We moved onto something else. The same results. OK we needed speed. A namby pamby calming trot at this stage wasn’t what he could cope with. I needed to fire him into things and be committed. Do that and I got the most generous (and often flipping enormous) leap from him. OK so this wasn’t ideal in some respects but naturally that’s been his way of going for the last couple of years. Being able to reduce all that to a nice controlled forward/bouncy canter would have to come as we start the rest of his flat work education.
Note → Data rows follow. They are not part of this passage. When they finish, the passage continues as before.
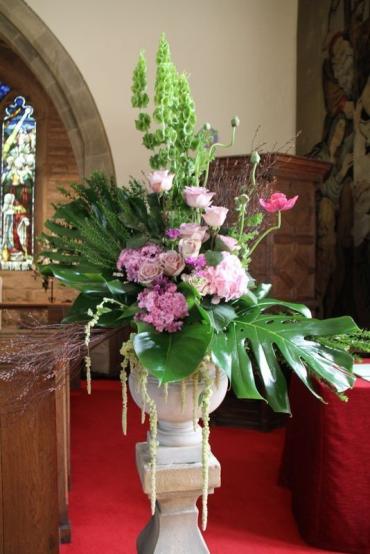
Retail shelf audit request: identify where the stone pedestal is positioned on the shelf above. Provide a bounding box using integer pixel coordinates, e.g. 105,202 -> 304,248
136,442 -> 221,554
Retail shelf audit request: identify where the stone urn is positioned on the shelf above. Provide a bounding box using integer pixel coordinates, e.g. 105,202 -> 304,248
129,363 -> 228,554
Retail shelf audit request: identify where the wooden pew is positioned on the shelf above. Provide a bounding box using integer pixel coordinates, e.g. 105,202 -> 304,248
0,356 -> 59,554
0,330 -> 71,554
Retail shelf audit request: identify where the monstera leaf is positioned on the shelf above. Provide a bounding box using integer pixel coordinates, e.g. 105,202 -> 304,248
226,307 -> 357,413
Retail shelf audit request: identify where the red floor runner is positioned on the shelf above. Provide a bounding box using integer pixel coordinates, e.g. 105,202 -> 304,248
61,381 -> 342,554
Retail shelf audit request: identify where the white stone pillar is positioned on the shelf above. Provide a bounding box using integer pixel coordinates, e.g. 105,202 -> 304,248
136,442 -> 221,554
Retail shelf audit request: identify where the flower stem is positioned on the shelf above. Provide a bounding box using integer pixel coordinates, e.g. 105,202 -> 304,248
203,127 -> 236,188
249,211 -> 281,256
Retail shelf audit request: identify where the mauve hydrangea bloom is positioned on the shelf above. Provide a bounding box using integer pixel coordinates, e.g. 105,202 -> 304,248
117,244 -> 162,283
198,252 -> 249,304
259,192 -> 298,213
136,278 -> 189,333
185,254 -> 207,270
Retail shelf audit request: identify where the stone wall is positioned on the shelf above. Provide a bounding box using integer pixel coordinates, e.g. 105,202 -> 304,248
0,42 -> 80,321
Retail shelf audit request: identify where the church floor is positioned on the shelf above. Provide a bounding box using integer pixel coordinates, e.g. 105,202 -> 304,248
61,381 -> 342,554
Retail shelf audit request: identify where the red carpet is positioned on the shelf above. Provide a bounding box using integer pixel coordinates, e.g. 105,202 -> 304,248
61,381 -> 342,554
I joined the others and we did small selections of fences strung together. We went through water as a group and then I went back through on my own. It’s a great training water complex there with full access all the way round and plenty of jumps around it. I didn’t jump, but I just went in and out at walk and trot until I was happy he understood the questions. A couple more of lines of 2 -3 fences together and I was happy.
However, I’d been spying a birch fence on the course for a bit and Tony knew I had too. I think I needed to do it and we did try but annoyingly we didn’t succeed in jumping that at all. I’m sure Tony would have got him over it as I know I was baulking myself and I’m still annoyed I didn’t pursue it as you know you shouldn’t leave something like that but I wasn’t mentally ready for that one and shouldn’t have really even tackled it. Thankfully Tony then sent me over to jump something else – a full set of tyres.
Which he absolutely ballooned. Parachute moment for me.
Thankfully the next time over was much more realistic in his trajectory and we performed a lovely jump. I marked myself with a 9 for style on that one and decided to call it a day.
It’s really easy to think that just because a horse can and does jump steeplechase fences that he can jump anything. When you sit down and think about it, just why would they? That’s like saying that just because a horse has a full lineage of posh dressage champions in his family that he must be a Grand Prix champion too. In my experience, it probably just means he’ll trip over his own feet more than be able to perform a perfect piaffe with them and is more likely to remain at Prelim level really.
Anyway, Tiny’s biddable nature was clear and so long as I remain committed to his jumping, much like any other horse, I knew we’d be fine really. I just need to keep reminding myself of that each time I’m faced with a fence somewhere.